The Effect of Running Shoes on Lower Extremity Joint Torques

To determine the effect of modern-day running shoes on lower extremity joint torques during running.

Two-condition experimental comparison.

A 3-dimensional motion analysis laboratory.

A total of 68 healthy young adult runners (37 women) who typically run in running shoes.

All subjects ran barefoot and in the same type of stability running footwear at a controlled running speed. Three-dimensional motion capture data were collected in synchrony with ground reaction force data from an instrumented treadmill for each of the 2 conditions.

Main Outcome Measurements
Peak 3-dimensional external joint torques at the hip, knee, and ankle as calculated through a full inverse dynamic model.

Increased joint torques at the hip, knee, and ankle were observed with running shoes compared with running barefoot. Disproportionately large increases were observed in the hip internal rotation torque and in the knee flexion and knee varus torques. An average 54% increase in the hip internal rotation torque, a 36% increase in knee flexion torque, and a 38% increase in knee varus torque were measured when running in running shoes compared with barefoot.

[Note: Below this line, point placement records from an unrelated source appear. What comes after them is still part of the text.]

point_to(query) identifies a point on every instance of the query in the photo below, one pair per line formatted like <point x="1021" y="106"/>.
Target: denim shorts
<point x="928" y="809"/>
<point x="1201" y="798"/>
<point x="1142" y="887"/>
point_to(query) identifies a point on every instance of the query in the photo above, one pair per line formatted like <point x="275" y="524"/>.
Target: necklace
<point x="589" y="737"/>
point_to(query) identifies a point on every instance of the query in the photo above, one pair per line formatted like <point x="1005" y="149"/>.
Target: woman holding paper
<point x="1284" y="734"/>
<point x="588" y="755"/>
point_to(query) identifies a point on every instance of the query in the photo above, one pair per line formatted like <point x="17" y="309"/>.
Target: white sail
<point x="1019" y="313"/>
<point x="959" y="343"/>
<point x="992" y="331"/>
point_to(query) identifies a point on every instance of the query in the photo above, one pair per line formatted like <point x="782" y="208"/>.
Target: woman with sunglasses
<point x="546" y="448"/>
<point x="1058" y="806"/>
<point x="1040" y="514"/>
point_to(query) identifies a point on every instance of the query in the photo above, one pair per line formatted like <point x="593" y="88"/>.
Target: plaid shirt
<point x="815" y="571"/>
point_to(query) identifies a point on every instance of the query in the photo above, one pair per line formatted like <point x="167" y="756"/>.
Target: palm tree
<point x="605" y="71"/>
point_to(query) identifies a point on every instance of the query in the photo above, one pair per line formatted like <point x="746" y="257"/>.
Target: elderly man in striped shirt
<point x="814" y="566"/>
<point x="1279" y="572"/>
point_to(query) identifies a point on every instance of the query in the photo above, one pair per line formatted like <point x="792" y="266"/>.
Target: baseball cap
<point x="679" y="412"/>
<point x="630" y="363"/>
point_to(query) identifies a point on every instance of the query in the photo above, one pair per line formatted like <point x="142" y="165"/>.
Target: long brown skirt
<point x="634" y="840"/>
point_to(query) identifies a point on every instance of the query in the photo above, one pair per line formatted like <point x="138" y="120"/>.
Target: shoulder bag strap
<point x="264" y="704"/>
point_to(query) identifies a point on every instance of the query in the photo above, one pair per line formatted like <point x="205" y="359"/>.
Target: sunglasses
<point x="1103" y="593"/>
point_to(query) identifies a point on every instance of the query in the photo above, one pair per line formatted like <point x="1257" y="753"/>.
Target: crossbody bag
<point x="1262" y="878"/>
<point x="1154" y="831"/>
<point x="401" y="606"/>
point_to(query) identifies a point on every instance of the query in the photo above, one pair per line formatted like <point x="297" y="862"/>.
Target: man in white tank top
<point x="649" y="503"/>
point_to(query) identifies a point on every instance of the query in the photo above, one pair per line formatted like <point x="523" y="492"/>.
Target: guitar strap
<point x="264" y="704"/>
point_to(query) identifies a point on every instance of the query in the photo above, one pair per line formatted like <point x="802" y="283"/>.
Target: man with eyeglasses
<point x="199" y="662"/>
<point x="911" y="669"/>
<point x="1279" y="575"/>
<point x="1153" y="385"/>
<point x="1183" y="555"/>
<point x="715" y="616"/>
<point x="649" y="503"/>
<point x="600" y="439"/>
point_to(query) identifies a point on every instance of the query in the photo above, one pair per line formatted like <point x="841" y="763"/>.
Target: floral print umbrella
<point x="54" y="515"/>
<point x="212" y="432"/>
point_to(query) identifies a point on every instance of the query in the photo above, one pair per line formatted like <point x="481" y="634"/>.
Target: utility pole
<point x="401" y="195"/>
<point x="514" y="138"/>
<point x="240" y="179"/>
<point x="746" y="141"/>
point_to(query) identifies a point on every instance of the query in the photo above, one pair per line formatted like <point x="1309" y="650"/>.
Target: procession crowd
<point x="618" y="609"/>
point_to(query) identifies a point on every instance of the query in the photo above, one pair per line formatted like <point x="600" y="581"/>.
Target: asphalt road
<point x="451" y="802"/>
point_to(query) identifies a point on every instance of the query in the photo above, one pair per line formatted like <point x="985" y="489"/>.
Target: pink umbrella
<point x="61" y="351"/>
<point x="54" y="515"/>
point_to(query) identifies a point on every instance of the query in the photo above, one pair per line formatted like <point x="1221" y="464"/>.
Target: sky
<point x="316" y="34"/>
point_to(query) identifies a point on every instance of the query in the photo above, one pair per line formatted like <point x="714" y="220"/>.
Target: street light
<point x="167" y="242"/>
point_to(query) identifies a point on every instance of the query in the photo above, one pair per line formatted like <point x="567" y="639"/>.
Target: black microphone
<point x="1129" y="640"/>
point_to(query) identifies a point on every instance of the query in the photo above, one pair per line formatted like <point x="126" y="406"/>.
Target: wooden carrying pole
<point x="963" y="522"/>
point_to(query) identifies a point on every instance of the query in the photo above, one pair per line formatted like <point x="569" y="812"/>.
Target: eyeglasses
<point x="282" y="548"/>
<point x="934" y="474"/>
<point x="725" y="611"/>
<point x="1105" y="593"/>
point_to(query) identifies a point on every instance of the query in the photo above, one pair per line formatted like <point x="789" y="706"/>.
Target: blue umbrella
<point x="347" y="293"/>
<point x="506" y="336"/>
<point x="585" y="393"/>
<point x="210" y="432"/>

The findings at the knee suggest relatively greater pressures at anatomical sites that are typically more prone to knee osteoarthritis, the medial and patellofemoral compartments. It is important to note the limitations of these findings and of current 3-dimensional gait analysis in general, that only resultant joint torques were assessed. It is unknown to what extent actual joint contact forces could be affected by compliance that a shoe might provide, a potentially valuable design characteristic that may offset the observed increases in joint torques.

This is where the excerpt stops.